Looking at Xata’s technical deep dive, the site claims that we need an additional Postgres instance per replica and proposes a network file system to work around that. But I don’t really understand why that’s needed. Can someone explain to me my misunderstanding here?
For context for the others, I think you are referring to this blog post: https://xata.io/blog/open-source-postgres-branching-copy-on-... (in particular the "The key is in the storage system" section) right?
What I'm saying there is that if you do Postgres with on top of a local ZFS volume, the child branches Postgres instances need to be on the same server. So you are limited in how many branches you can do. One or two are fine, but if you want to do a branch per PR, that will likely not work.
If you separate the compute from storage via the network, this problem goes away.
Yes, that's what I'm referring to.
You're still making the assumption in this comment: why does my 2nd (cloned) database need a separate postgres instance? One postgres server can host multiple databases.
Got it, yes, I've seen in the other comment that you're referring to the new Postgres 18 feature. If that works for you in local dev, so much the better :)
ZFS snapshots can be transmitted over the network, with some diff-only and deduplication gains if the remote destination has an older instance of the same ZFS filesystem.

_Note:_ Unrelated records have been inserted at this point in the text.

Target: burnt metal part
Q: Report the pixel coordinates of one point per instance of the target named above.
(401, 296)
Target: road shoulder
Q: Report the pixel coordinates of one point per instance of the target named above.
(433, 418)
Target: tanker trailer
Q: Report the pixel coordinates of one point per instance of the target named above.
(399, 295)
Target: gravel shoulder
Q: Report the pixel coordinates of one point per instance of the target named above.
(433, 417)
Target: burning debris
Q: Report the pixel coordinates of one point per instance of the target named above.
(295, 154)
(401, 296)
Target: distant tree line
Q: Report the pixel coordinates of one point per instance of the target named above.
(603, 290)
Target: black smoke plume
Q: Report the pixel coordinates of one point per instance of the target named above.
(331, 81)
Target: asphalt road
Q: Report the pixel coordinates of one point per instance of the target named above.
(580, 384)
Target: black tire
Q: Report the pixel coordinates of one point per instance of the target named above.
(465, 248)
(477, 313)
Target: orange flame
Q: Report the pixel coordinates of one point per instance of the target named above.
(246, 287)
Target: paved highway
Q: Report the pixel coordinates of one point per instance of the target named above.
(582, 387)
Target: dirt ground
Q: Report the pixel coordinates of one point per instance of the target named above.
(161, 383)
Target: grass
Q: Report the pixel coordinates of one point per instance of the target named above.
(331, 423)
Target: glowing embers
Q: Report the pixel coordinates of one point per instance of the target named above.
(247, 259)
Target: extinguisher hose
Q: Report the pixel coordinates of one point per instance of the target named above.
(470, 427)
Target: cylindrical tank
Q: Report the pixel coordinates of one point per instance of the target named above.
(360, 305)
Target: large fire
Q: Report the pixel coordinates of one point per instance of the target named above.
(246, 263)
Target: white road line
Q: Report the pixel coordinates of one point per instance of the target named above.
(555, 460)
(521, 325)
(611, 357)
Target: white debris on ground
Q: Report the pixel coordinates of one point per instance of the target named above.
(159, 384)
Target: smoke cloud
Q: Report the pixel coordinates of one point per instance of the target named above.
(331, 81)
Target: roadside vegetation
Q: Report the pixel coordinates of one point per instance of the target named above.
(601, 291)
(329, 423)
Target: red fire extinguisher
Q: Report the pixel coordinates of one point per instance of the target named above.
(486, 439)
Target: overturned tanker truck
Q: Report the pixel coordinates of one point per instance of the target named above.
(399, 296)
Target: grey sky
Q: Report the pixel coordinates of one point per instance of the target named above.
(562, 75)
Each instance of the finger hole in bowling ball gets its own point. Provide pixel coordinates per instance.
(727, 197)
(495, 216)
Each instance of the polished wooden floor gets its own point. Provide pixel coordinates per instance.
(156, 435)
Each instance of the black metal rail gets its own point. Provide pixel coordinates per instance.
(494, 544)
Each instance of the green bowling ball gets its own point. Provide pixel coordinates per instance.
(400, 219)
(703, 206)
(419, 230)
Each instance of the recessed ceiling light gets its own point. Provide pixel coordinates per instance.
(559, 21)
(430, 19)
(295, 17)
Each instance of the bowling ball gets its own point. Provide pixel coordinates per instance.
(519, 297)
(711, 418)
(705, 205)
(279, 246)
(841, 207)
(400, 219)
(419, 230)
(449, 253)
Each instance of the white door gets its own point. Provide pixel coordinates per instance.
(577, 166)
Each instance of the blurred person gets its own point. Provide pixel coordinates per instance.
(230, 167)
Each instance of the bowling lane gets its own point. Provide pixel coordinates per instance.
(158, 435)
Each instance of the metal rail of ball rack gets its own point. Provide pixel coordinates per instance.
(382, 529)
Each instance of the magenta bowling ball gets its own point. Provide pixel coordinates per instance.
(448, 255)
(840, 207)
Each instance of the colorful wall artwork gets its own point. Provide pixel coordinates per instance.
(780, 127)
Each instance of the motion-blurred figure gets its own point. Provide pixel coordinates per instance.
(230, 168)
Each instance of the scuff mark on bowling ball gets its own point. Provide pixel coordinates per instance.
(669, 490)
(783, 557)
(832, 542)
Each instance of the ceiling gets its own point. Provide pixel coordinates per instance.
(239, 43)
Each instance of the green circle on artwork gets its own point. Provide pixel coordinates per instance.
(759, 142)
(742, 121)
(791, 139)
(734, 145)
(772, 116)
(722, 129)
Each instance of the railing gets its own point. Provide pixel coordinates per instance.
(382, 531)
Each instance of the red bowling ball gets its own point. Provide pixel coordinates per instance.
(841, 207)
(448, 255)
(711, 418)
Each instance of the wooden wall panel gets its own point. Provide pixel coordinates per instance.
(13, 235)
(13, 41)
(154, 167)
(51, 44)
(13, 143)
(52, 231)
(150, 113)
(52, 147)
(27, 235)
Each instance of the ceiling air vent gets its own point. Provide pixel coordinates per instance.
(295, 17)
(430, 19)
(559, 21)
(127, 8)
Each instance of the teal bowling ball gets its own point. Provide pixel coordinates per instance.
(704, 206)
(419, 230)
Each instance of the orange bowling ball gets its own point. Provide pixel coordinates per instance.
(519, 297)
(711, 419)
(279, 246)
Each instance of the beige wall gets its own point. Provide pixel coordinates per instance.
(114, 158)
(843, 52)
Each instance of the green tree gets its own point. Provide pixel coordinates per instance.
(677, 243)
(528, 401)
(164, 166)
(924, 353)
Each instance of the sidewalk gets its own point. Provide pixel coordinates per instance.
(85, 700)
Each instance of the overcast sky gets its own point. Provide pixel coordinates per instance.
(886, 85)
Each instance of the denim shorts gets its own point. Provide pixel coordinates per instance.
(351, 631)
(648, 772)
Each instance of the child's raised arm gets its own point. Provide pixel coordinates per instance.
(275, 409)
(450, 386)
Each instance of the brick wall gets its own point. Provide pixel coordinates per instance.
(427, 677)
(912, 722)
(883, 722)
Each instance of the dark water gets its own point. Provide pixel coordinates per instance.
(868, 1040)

It’s not perfect, and the worst case is still a full copy, but the tooling and efficiency wins for the ordinary case are battle-tested and capable.
Yes, for sure, and stuff like this is really useful when rebalancing storage nodes, for example.
My point is that for the use case of offering a Postgres service with CoW branching as a key feature, you can't really escape some form of separation of storage and compute.
Btw, don't really want to talk too much about it yet, but our proprietary storage engine (Xatastor) is basically ZFS exposed over NVMe-OF. We'll announce it in a couple of weeks, and we'll have a detailed technical blog post then on pros/cons.
> You don’t need anything but vanilla pg and a supported file system to do it anymore; just clone the database using a template and a newish version of Postgres.
Are you referring to `file_copy_method = clone` from Postgres 18? For example: https://boringsql.com/posts/instant-database-clones/
I think the key limitation is:
> The source database can't have any active connections during cloning. This is a PostgreSQL limitation, not a filesystem one.
Yeah, that's the one. My use case is largely for local development, so the active connections thing isn't a limiter for me.
I also don't really understand how being correct under physical branching with ZFS, or physical backups of a filesystem, are different from crash safety in general. As long as you replay the WAL at the point where you branch (or take a physical backup of the filesystem) you should not lose data?
At the same time Postgres people don't seem comfortable with the idea in practice so I'm not sure if this is actually ok to do.
Crash safety does mean rollbacking all things in progress, but yes, if your database cannot safely do it (even if it is yucky) then you do not have a safe database for any crash situation.
You can't have any other connections while a Copy-on-Write is happening, not even a logical replication slot. So you keep a read replica that then gets all connections briefly cut for the COW to avoid locking the master instance. Then you re-enable the logical replication slots on both the new, copied instance and the "copyable" read replica to get both back up to date w/ master.
Thanks for sharing your workflow. My question is about why two databases on the same server would need two separate postgres instances.